Seventy-four patients received 92 cycles of ICE, including 37 patients who received PBSC rescue. Grade 3 toxicities were rare: 1–3 patients had encephalopathy, mucositis, or gastroenteritis. Bacteremia was documented in 24 of 92 cycles (26%). The absolute neutrophil count reached 500/μL on day 17–30 (median, day 22) in patients who had satisfactory hematologic reserve. Disease regressions (major and minor responses) were achieved by 14 of 17 patients (82%) with a new relapse, 13 of 26 patients (50%) with refractory NB, and 12 of 34 patients (35%) who were treated for progressive disease during chemotherapy (P = .005).
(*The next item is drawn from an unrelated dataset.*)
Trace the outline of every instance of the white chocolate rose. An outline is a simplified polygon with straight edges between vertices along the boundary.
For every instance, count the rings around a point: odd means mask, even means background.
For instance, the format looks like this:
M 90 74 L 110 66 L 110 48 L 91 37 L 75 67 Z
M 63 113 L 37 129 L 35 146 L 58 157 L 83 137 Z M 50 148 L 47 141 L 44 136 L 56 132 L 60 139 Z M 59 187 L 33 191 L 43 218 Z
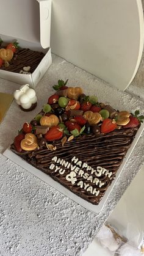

In the literature, patients received ICE at lower dosages and achieved major response rates >36% in phase 1 and 2 studies (in which less comprehensive staging evaluations were used) that involved resistant NB and >70% in induction for newly diagnosed NB.

CONCLUSIONS:

HD-ICE is appealing as salvage treatment or consolidative therapy because of its anti-NB activity and the low risk of major nonhematologic toxicity. PBSC support is unnecessary for patients who had intact hematologic reserve. Cancer 2013. © 2012 American Cancer Society.